1)Simplify for x>0
sqrt(x^4-4x^2)/x
i have tried
sqrt((x+2)(x-2))
sqrt x^2-4
but they are incorrect, can anyone help me?
2) rationalize the denominator and simplify
x-4/sqrt(x)-4
Hi lemontea.
When factoring, you left out an $\displaystyle x^2$ (Edit: No you didn't; you just canceled it--I'm too tired to read properly). It should be:
$\displaystyle \frac{\sqrt{x^4 - 4x^2}}x$
$\displaystyle =\frac{\sqrt{x^2\left(x^2 - 4\right)}}x$
Now, remember that $\displaystyle \sqrt{ab} = \sqrt{a}\sqrt{b}$, and that $\displaystyle \sqrt{a^2} = |a|$, and you should be able to simplify this.
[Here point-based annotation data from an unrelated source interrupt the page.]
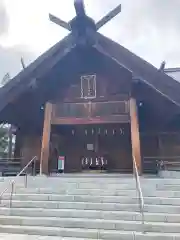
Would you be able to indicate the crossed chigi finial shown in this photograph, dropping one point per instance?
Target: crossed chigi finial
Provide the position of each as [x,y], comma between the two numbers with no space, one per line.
[81,14]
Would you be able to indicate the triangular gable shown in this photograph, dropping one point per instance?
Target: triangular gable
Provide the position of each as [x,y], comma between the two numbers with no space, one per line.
[35,70]
[141,69]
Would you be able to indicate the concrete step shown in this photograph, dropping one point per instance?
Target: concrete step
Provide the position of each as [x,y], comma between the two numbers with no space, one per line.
[75,233]
[95,199]
[98,192]
[83,223]
[8,236]
[91,206]
[90,214]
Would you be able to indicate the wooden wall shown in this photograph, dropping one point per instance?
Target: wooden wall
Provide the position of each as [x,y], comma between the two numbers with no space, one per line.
[30,147]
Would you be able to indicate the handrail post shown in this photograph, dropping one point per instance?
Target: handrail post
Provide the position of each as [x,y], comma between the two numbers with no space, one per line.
[12,192]
[34,168]
[25,180]
[140,195]
[12,182]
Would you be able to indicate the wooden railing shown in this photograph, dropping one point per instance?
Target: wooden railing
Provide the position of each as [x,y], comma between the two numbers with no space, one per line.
[157,163]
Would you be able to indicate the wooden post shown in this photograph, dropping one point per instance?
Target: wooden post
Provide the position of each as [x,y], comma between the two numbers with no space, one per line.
[135,136]
[44,168]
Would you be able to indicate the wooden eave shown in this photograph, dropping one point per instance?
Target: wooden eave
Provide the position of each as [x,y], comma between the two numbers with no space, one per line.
[142,70]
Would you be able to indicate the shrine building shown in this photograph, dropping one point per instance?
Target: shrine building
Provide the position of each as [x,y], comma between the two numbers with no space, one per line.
[94,104]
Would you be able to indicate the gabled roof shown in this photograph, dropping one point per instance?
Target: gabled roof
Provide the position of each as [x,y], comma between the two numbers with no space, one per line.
[140,69]
[173,72]
[35,70]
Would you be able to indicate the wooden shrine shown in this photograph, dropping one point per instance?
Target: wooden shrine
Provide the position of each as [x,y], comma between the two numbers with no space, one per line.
[92,104]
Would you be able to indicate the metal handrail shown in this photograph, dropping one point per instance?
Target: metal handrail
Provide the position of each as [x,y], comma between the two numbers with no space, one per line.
[140,194]
[12,182]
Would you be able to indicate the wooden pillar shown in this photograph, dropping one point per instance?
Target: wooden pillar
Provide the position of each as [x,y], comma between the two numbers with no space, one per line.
[44,168]
[135,136]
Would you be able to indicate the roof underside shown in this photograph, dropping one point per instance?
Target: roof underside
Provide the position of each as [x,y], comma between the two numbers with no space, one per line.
[142,70]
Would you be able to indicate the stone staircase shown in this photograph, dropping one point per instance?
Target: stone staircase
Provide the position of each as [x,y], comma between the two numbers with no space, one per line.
[91,207]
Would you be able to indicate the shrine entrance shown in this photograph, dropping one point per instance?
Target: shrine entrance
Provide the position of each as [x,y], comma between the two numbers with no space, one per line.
[92,148]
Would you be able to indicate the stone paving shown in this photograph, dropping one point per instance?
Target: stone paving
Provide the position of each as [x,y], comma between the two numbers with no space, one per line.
[30,237]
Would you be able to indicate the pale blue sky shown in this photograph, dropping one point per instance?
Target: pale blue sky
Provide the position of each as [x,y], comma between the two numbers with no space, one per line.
[149,28]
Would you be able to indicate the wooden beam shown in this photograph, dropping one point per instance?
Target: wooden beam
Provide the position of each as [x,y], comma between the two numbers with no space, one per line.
[44,168]
[135,136]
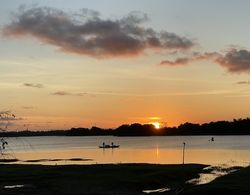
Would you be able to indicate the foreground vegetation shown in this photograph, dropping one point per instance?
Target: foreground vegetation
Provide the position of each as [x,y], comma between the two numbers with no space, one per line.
[95,179]
[119,179]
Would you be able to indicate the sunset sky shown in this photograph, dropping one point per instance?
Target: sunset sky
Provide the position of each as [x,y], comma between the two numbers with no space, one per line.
[81,63]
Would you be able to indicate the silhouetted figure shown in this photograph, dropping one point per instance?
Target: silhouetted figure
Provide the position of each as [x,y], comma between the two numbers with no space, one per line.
[183,153]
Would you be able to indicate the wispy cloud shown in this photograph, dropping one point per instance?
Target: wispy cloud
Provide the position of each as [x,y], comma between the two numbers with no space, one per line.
[65,93]
[86,33]
[243,82]
[234,60]
[35,85]
[28,107]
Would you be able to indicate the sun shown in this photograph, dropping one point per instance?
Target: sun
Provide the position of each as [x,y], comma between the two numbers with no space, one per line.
[157,125]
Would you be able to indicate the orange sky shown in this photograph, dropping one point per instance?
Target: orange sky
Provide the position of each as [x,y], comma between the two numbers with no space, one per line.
[167,62]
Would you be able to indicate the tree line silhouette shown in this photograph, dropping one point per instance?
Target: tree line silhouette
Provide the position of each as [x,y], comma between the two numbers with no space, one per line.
[235,127]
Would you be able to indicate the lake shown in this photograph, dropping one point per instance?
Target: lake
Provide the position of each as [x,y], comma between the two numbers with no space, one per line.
[227,150]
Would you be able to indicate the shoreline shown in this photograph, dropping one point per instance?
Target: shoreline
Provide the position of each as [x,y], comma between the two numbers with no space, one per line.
[114,179]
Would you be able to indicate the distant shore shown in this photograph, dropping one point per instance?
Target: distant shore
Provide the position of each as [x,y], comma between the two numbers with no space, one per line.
[119,179]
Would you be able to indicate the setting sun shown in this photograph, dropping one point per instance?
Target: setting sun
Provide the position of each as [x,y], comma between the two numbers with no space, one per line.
[156,125]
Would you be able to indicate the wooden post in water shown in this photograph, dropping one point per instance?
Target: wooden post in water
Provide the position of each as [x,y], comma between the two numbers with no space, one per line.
[183,153]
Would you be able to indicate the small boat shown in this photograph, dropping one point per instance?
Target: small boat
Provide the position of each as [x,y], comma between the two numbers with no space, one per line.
[109,146]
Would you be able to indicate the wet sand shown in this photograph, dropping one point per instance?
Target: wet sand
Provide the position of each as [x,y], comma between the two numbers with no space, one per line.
[109,179]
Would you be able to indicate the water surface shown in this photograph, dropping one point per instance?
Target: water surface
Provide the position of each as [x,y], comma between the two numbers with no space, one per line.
[230,150]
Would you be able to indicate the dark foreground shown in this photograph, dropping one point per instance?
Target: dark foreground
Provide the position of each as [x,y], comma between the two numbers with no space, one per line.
[116,179]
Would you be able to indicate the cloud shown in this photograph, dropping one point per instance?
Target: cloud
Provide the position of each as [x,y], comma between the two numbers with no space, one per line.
[243,82]
[35,85]
[61,93]
[234,60]
[28,107]
[86,33]
[193,58]
[64,93]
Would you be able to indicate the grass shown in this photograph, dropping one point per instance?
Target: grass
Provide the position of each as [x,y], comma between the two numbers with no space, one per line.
[234,183]
[94,179]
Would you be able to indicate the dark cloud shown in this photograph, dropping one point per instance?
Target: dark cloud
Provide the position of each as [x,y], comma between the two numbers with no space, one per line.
[35,85]
[234,60]
[85,33]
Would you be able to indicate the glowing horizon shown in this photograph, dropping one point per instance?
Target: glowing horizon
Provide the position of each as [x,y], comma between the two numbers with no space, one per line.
[82,64]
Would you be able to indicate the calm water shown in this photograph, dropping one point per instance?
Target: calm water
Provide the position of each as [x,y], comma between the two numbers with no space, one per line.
[229,150]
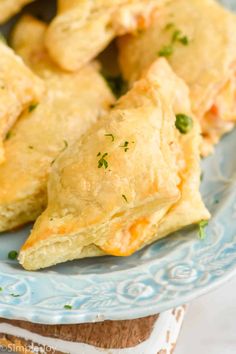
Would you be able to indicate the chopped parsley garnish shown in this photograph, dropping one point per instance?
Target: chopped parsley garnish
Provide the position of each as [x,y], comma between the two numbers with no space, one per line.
[2,38]
[177,37]
[184,40]
[125,146]
[111,135]
[32,107]
[169,26]
[117,84]
[68,307]
[65,146]
[125,198]
[202,232]
[8,135]
[102,162]
[183,123]
[12,255]
[166,51]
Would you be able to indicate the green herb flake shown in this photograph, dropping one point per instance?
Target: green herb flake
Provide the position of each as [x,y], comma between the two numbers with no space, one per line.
[68,307]
[32,107]
[201,229]
[125,198]
[169,26]
[125,146]
[176,35]
[184,40]
[12,255]
[112,136]
[166,51]
[65,146]
[8,135]
[183,123]
[3,38]
[117,84]
[102,162]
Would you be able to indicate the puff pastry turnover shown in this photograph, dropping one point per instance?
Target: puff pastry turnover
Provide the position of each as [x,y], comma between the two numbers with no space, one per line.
[9,8]
[19,87]
[197,37]
[83,28]
[71,103]
[132,179]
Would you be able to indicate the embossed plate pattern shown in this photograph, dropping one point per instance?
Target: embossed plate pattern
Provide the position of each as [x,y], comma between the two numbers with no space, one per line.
[166,274]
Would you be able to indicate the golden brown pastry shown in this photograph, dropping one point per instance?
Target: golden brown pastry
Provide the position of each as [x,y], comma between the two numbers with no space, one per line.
[72,102]
[132,179]
[19,88]
[197,37]
[9,8]
[83,28]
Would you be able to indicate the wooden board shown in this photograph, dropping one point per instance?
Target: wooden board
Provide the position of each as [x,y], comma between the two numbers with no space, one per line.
[108,334]
[160,330]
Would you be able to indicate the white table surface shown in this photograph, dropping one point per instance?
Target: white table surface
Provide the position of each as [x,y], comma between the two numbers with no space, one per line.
[209,326]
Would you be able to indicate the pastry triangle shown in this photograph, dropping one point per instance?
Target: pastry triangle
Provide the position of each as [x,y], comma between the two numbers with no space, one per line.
[113,190]
[70,105]
[196,37]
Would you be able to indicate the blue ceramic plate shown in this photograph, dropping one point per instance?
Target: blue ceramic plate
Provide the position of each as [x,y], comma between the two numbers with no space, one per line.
[168,273]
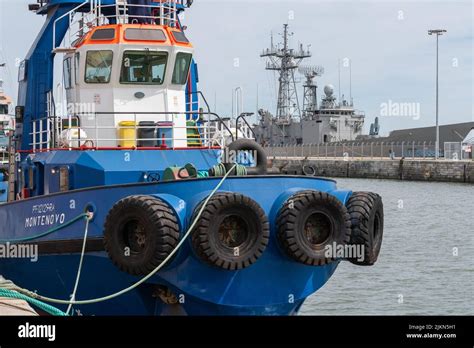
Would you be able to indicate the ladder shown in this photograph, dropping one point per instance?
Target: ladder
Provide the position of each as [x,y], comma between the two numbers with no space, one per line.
[11,169]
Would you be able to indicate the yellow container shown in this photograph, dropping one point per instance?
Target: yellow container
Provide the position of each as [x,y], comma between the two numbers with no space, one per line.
[127,134]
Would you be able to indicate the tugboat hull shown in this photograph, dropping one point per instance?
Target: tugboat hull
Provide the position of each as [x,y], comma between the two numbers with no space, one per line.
[274,285]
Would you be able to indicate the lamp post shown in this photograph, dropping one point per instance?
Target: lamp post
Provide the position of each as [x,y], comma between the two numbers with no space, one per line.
[438,33]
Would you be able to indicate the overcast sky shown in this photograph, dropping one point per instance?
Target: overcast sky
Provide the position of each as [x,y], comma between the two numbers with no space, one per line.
[393,58]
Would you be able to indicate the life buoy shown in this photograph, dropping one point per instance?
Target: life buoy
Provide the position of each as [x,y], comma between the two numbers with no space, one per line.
[242,145]
[232,232]
[310,221]
[139,233]
[367,222]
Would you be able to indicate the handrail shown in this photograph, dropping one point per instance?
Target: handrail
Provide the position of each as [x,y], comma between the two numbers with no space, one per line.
[41,131]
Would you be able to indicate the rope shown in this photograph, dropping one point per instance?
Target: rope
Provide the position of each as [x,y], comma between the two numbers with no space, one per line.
[51,231]
[140,282]
[79,270]
[41,305]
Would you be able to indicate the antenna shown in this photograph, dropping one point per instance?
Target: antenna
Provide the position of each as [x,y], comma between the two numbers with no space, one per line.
[350,81]
[310,99]
[339,71]
[285,61]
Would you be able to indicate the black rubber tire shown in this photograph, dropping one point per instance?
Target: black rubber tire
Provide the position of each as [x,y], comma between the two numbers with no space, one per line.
[293,217]
[205,237]
[160,234]
[367,220]
[251,145]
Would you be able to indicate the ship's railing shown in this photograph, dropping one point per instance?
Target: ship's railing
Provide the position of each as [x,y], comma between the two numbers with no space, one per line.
[96,133]
[368,150]
[93,13]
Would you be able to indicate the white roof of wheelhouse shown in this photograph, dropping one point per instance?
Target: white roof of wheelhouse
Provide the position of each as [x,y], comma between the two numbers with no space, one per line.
[469,139]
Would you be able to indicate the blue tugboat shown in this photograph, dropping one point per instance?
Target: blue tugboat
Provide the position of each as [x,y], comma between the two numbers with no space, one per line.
[136,204]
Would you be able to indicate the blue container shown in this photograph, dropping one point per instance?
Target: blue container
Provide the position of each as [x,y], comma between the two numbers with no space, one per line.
[164,134]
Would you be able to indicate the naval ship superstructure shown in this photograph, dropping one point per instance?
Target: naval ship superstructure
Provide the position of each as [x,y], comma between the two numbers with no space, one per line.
[332,121]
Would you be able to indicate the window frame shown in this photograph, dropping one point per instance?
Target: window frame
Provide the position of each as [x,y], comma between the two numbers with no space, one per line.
[67,69]
[145,83]
[188,69]
[111,67]
[77,65]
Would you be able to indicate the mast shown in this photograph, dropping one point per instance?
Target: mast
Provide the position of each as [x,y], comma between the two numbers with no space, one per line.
[286,61]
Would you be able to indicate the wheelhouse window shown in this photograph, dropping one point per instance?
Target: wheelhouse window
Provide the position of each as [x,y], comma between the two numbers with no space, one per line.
[144,67]
[98,66]
[67,73]
[181,68]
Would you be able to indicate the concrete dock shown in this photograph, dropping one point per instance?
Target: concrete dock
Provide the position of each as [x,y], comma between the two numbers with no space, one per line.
[397,169]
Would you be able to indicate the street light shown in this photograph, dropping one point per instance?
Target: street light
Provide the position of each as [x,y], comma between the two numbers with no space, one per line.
[438,33]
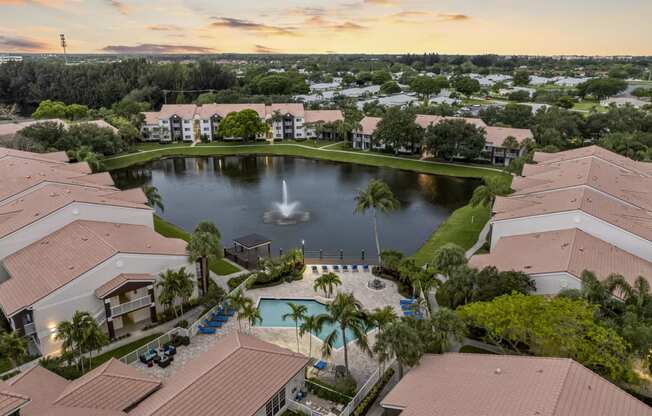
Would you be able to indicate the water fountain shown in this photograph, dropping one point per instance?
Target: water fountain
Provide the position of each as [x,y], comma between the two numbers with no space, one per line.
[286,212]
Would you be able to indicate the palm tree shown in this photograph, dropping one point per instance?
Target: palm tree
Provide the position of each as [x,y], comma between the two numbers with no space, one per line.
[345,313]
[310,325]
[327,283]
[381,317]
[379,198]
[484,195]
[402,341]
[14,347]
[297,313]
[154,199]
[204,246]
[240,303]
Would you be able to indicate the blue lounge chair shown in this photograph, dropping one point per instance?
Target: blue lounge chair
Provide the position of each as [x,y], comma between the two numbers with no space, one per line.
[206,330]
[320,365]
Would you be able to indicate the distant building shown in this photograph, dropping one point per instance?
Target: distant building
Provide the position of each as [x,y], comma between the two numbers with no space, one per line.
[192,123]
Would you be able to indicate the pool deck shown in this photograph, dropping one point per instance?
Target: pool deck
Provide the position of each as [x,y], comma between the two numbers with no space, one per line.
[361,364]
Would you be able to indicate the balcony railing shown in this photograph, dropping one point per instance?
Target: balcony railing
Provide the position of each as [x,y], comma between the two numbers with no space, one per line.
[131,306]
[29,329]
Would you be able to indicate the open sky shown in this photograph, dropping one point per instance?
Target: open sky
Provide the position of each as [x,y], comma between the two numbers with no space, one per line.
[535,27]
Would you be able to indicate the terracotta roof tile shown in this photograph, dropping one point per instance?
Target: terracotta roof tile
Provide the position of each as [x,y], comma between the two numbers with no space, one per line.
[111,386]
[507,385]
[239,375]
[47,264]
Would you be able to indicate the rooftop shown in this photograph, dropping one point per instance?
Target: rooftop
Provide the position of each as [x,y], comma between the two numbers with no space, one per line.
[240,372]
[571,251]
[507,385]
[53,261]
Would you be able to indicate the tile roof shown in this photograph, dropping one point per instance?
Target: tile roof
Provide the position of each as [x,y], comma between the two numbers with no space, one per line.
[111,386]
[508,385]
[239,374]
[497,135]
[53,261]
[38,204]
[10,400]
[635,220]
[571,251]
[41,386]
[20,175]
[633,188]
[596,152]
[120,280]
[325,116]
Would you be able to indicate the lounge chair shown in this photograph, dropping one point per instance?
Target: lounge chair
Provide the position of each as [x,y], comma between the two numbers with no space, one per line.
[206,330]
[320,365]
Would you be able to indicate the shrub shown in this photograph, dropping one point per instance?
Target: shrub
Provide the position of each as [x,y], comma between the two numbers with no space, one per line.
[369,400]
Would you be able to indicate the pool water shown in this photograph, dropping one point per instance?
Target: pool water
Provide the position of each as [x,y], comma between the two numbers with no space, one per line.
[272,311]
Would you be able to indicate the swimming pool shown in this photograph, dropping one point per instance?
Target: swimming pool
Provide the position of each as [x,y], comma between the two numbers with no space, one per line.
[272,311]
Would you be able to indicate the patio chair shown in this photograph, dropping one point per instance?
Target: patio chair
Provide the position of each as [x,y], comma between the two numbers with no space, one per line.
[320,365]
[206,330]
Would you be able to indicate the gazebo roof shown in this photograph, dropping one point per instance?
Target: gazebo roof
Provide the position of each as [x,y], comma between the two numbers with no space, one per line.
[252,241]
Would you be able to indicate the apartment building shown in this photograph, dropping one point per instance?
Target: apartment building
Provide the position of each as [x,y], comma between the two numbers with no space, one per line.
[495,149]
[191,123]
[70,240]
[583,209]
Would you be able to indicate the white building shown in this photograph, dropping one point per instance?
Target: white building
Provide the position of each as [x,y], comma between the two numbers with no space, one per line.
[192,123]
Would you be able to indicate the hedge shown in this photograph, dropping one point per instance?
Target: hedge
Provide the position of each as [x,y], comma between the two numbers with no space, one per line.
[368,401]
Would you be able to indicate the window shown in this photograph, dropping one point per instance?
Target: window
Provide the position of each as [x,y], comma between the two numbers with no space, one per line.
[276,403]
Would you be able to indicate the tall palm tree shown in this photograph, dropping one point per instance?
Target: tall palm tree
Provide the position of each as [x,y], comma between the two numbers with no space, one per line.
[14,347]
[252,314]
[381,317]
[240,303]
[327,283]
[204,246]
[345,313]
[309,326]
[154,198]
[377,198]
[402,341]
[484,195]
[297,313]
I am assuming you mean $\displaystyle \frac{x - 4}{\sqrt{x} - 4}$ and not $\displaystyle x - \frac4{\sqrt{x}} - 4$ as it is written. If so, please be more careful about your notation in the future.
Anyway, when rationalizing a binomial denominator, multiply the numerator and denominator of the fraction by the conjugate binomial. For example:
$\displaystyle \frac{a}{\sqrt{2} + \sqrt{3}}$
$\displaystyle =\frac{a\color{red}\,\left(\sqrt{2} - \sqrt{3}\right)}{\left(\sqrt{2} + \sqrt{3}\right)\color{red}\left(\sqrt{2} - \sqrt{3}\right)}$
$\displaystyle =\frac{a\,\sqrt{2} - a\,\sqrt{3}}{\left(\sqrt{2}\right)^2 + \sqrt{2}\,\sqrt{3} - \sqrt{2}\,\sqrt{3} - \left(\sqrt{3}\right)^2}$
$\displaystyle =\frac{a\,\sqrt{2} - a\,\sqrt{3}}{2 - 3}$
$\displaystyle =\frac{a\,\sqrt{2} - a\,\sqrt{3}}{-1}$
$\displaystyle =a\,\sqrt{3} - a\,\sqrt{2}$
I misread your first post. The answers you got seem correct to me. Have you tried separating the radical into $\displaystyle \sqrt{x - 2}\sqrt{x + 2}$? I don't see what else you could do here.
Have you tried multiplying out the numerator? It sounds like you are trying to submit these to an online system, and it is probably very finicky about how your answers are formatted.